Kubernetes Rails Sidekiq Liveness Probe

sidekiq-errors-away

Before we dive into the details, I'd like to say that you may don't need a Sidekiq liveness probe if you only get a few Sidekiq instances on production and it's integrated with an error tracking system. Better to keep things simple.

The Issue

The only issue I've encountered on Production about Sidekiq workers not working is the outage of Redis. Sidekiq noticed this but didn't restart, just pending there. It's a good design since lots of companies these days still not using docker.

From the Source Code of Sidekiq, we can see that it catches all the errors, so the Sidekiq process will keep running in the background.

rescue => e
  # ignore all redis/network issues
  logger.error("heartbeat: #{e}")
  # don't lose the counts if there was a network issue
  Processor::PROCESSED.incr(procd)
  Processor::FAILURE.incr(fails)
end

Here are the Sidekiq error messages when Redis server is down.

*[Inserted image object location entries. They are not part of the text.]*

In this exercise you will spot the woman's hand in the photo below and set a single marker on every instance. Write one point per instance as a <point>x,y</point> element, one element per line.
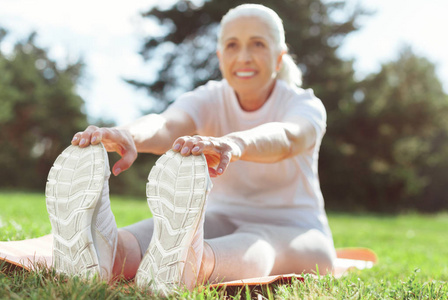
<point>219,152</point>
<point>114,140</point>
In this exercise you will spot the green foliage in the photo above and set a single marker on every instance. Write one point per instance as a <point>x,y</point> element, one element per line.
<point>39,112</point>
<point>411,258</point>
<point>187,45</point>
<point>391,146</point>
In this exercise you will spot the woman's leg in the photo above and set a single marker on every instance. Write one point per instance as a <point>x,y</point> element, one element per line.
<point>134,239</point>
<point>256,250</point>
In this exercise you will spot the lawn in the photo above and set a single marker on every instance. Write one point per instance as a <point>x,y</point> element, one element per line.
<point>412,251</point>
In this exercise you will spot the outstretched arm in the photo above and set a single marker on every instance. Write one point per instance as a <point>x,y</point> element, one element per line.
<point>151,134</point>
<point>267,143</point>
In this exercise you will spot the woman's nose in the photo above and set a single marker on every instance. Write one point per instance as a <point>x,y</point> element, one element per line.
<point>244,55</point>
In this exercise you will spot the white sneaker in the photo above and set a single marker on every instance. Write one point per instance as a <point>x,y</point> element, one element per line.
<point>83,226</point>
<point>177,190</point>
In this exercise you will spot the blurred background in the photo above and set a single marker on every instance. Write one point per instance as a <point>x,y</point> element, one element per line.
<point>379,66</point>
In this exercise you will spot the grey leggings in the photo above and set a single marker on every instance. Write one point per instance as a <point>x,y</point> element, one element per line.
<point>247,249</point>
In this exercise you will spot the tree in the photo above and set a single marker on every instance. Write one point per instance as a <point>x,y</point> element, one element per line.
<point>186,48</point>
<point>39,112</point>
<point>396,151</point>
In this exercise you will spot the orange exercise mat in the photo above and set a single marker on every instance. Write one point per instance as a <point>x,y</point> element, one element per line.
<point>34,253</point>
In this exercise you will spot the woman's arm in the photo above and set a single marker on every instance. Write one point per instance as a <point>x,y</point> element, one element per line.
<point>152,134</point>
<point>267,143</point>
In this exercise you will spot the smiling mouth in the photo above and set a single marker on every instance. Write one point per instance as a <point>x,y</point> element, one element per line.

2020-12-20T10:47:09.966Z pid=12434 tid=6ka ERROR: heartbeat: Error connecting to Redis on 127.0.0.1:6379 (Errno::ECONNREFUSED)
2020-12-20T10:47:44.693Z pid=12434 tid=6jy WARN: Redis::CannotConnectError: Error connecting to Redis on 127.0.0.1:6379 (Errno::ECONNREFUSED)

Solution

The solution is simple, you can just integrate an error tracking service into your project, for example, Rollbar, to log all the errors on production and create an alert message to your Slack channel.

I've tested it on my local, it runs out that Rollbar works well on this kind of thing.

sidekiq-rollbar-log

But we can take a further step forward, I'd like to make sure no job will be lost after restart Sidekiq.

How to restart Sidekiq without loosing Jobs

When the job is processing in the background, you should not just kill the Sidekiq process directly, instead we want to restart it gracefully.

System provides Job Signals to interact with background jobs, we call it Job Control, and we can tell the job to stop ingesting new jobs by sending signals.

Sidekiq responds to Several Signals, the signal that can be used here is SIGTSTP.

The SIGTSTP signal is an interactive stop signal. Unlike SIGSTOP, this signal can be handled and ignored.

Your program should handle this signal if you have a special need to leave files or system tables in a secure state when a process is stopped. For example, programs that turn off echoing should handle SIGTSTP so they can turn echoing back on before stopping.

Finally, we get the right signal for stopping the background job, but when we send this signal to Sidekiq. Since I'm using Kubernetes as our pods' management, the following tutorial is about the implementation in K8s.

How to implement Sidekiq Probes In Kubernetes

The first thing about when to send the signal is that we must figure out the Lifecycle of Kubernetes pods termination. It looks like this:

  1. The pod is set to the Terminating State and stop getting new traffic
  2. preStop Hook is executed
  3. SIGTERM signal is sent to the pod
  4. Kubernetes waits for a grace period
  5. SIGKILL signal is sent to the pod, and the pod is removed

To set a gracefully restart, we can send the signal SIGTSTP at #2 stage proStop Hook with a terminationGracePeriodSeconds value to let the processing jobs finally to be done.

There is already a Gem to support Sidekiq Liveness Probe and readinessProbe .

spec:
  containers:
    - name: my_app
      image: my_app:latest
      env:
        - name: RAILS_ENV
          value: production
      command:
        - bundle
        - exec
        - sidekiq
      ports:
        - containerPort: 7433
      livenessProbe:
        httpGet:
          path: /
          port: 7433
        initialDelaySeconds: 80 # app specific. Time your sidekiq takes to start processing.
        timeoutSeconds: 5 # can be much less
      readinessProbe:
        httpGet:
          path: /
          port: 7433
        initialDelaySeconds: 80 # app specific
        timeoutSeconds: 5 # can be much less
      lifecycle:
        preStop:
          exec:
            # SIGTERM triggers a quick exit; gracefully terminate instead
            command: ["kube/sidekiq_quiet"]
  terminationGracePeriodSeconds: 60 # put your longest Job time here plus security time.

Please aware that you'd better not run time-consuming jobs, or you may see your Sidekiq pods in Terminating status in a long time.